The Cliburn Concerts series moved back to its old home grounds, Bass Hall, for Tuesday night’s impressive presentation. The spotlight this time was on the violin rather than the customary piano, although the latter instrument was also employed.
The series has of late favored the Kimbell Museum’s Piano Pavilion as a venue, doubling the concerts when a larger audience is expected. But the smaller venue would not have worked for the large crowd assembled in the Bass on Tuesday night.
The draw was undoubtedly violinist Hilary Hahn, one of the top performers in today’s Golden Age of the Violin, though the presence of pianist Robert Levin as her musical partner of the evening was a decided plus.
Their program was full of variety, with the music of two living composers surrounded by masterpieces by three giants of music.
For me, the highlight of the evening was Beethoven’s great “Kreutzer Sonata,” which was full of both drama and beauty. Levin was a full partner, with Hahn a lyrical presence (the slow movement seemed downright magical). The violinist’s elegance and security were constant throughout the evening.

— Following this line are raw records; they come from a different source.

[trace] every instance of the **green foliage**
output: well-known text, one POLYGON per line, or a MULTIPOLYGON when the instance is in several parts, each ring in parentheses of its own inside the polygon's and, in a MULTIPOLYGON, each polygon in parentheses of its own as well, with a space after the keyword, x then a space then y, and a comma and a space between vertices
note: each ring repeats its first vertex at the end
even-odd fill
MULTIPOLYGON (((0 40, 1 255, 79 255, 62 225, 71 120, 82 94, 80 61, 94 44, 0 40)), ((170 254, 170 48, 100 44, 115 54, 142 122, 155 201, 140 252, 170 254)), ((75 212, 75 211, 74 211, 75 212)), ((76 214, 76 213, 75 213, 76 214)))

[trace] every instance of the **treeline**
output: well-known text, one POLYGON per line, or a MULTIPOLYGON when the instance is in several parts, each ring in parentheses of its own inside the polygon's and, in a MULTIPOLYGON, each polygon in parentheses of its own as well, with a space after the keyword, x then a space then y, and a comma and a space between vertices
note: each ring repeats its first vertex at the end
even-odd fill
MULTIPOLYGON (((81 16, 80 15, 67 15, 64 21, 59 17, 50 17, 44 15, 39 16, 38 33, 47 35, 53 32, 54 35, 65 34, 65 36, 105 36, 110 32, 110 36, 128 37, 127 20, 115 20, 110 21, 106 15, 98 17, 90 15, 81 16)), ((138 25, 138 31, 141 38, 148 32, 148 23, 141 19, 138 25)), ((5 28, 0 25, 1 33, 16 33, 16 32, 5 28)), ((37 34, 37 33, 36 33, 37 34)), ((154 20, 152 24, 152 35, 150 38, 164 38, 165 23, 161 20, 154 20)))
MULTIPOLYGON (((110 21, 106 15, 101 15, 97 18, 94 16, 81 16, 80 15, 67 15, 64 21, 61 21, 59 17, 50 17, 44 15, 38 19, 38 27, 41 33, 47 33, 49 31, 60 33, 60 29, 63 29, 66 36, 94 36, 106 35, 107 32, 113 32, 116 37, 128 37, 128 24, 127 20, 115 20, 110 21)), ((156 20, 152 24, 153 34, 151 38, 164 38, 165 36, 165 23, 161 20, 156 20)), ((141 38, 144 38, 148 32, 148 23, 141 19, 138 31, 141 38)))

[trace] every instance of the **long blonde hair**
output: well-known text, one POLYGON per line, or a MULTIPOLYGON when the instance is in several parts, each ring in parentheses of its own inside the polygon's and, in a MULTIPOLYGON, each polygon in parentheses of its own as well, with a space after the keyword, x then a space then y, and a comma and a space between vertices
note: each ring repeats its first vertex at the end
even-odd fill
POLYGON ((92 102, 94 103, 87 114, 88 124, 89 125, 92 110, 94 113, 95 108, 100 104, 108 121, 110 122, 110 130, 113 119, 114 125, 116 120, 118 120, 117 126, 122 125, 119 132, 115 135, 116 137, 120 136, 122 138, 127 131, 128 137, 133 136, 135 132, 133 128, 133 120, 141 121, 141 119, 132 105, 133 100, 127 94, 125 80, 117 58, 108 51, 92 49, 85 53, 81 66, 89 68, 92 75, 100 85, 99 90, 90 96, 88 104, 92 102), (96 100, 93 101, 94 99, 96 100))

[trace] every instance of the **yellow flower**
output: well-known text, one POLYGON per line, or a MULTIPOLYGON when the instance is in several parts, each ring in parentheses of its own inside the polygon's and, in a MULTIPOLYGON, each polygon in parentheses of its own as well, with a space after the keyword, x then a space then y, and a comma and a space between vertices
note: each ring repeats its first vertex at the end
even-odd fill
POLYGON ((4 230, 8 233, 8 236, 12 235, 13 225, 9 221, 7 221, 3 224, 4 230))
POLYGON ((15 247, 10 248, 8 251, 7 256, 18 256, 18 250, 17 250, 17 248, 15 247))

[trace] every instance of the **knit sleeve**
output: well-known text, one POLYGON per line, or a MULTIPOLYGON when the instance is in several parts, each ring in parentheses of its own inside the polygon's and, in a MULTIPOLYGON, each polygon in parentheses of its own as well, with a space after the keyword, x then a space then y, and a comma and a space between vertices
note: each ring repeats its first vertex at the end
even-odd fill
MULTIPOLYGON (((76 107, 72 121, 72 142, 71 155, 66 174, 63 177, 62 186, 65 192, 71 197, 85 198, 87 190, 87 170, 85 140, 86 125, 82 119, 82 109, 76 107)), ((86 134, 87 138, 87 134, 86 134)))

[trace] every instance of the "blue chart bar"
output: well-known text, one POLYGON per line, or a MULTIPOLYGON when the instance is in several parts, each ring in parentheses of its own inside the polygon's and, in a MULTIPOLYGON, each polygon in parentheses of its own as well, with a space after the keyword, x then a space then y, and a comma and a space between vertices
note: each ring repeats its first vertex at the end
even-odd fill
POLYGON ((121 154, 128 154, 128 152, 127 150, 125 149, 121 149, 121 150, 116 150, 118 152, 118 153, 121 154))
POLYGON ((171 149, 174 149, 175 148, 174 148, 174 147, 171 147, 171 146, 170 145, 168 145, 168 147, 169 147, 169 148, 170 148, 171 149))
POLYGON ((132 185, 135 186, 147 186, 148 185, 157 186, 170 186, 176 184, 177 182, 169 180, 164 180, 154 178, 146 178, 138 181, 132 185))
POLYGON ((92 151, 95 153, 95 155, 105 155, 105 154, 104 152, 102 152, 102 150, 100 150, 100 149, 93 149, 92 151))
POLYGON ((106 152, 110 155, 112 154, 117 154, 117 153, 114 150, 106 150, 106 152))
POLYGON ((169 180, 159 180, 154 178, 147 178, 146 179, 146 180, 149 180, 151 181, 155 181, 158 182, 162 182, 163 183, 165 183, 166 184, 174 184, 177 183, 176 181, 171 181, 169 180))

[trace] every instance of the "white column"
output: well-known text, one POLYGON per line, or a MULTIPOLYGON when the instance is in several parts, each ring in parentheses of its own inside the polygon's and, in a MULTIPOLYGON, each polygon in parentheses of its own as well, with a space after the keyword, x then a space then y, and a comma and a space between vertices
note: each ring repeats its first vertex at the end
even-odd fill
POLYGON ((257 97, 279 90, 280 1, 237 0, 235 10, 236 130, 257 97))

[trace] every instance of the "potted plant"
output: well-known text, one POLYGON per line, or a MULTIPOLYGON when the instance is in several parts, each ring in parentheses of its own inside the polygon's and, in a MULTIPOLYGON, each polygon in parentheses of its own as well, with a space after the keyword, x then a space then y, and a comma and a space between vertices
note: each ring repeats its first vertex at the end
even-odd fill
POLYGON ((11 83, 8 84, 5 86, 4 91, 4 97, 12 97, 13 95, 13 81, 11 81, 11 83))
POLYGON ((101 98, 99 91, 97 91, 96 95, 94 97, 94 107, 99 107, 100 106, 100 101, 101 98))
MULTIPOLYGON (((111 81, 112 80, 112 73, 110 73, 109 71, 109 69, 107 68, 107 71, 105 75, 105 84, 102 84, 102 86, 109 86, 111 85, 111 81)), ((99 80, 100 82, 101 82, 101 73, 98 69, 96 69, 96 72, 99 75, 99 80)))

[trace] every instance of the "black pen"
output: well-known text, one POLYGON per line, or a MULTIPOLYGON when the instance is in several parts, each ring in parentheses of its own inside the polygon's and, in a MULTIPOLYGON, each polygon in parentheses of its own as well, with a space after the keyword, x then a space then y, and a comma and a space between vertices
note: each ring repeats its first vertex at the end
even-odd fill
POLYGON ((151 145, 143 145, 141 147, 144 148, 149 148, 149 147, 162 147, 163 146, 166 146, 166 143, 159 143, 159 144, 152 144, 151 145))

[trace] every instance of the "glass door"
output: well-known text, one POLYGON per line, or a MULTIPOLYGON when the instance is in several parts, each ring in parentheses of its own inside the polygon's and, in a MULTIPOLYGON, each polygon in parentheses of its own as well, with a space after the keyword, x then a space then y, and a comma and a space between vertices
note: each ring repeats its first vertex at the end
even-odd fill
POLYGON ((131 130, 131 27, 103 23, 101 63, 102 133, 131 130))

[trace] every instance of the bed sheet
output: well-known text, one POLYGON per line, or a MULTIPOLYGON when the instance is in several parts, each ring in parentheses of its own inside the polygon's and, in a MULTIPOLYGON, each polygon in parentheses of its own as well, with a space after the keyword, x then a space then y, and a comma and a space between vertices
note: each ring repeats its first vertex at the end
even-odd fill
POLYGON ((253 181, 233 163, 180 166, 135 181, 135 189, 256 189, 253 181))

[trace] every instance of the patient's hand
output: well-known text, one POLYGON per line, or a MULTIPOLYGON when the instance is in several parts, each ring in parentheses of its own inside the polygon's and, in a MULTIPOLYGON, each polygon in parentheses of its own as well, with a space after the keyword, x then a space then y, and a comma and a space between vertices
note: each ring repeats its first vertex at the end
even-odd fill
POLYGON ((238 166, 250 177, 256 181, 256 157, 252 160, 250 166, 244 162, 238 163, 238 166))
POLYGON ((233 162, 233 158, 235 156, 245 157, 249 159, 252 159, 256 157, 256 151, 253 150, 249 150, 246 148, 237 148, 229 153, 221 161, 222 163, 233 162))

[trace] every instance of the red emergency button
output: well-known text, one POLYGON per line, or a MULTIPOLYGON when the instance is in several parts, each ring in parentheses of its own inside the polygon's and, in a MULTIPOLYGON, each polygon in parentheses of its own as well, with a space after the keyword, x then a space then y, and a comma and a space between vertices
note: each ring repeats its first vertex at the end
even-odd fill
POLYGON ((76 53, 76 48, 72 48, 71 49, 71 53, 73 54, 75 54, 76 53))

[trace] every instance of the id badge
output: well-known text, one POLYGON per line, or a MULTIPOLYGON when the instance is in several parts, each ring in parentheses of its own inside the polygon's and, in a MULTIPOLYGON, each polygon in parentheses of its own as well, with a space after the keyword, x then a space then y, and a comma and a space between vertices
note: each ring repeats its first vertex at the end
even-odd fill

Levin and Hahn each took to the stage alone for one contemporary piece. Hahn’s was “You,” a partita for solo violin by Spanish composer Antón García Abril. This somewhat mournful technical workout is the last of a group of pieces written for Hahn. The title of each of the six partitas begins with a letter that eventually spells out “H-I-L-A-R-Y.” Hahn’s performance of the work was brilliant.
Levin’s solo was “Dreams” by Romanian composer Hans Peter Türk. This seemed a kind of modernistic, impressionist work, moody and atmospheric with a fadeaway ending. “Dreams” was written for and dedicated to Levin, who was a friend of Türk and Türk’s late wife.
The evening was rounded out by elegant performances of sonatas for piano and violin by Bach (Sonata No. 6 in G Major) and Mozart (Sonata in E-flat major, K. 481).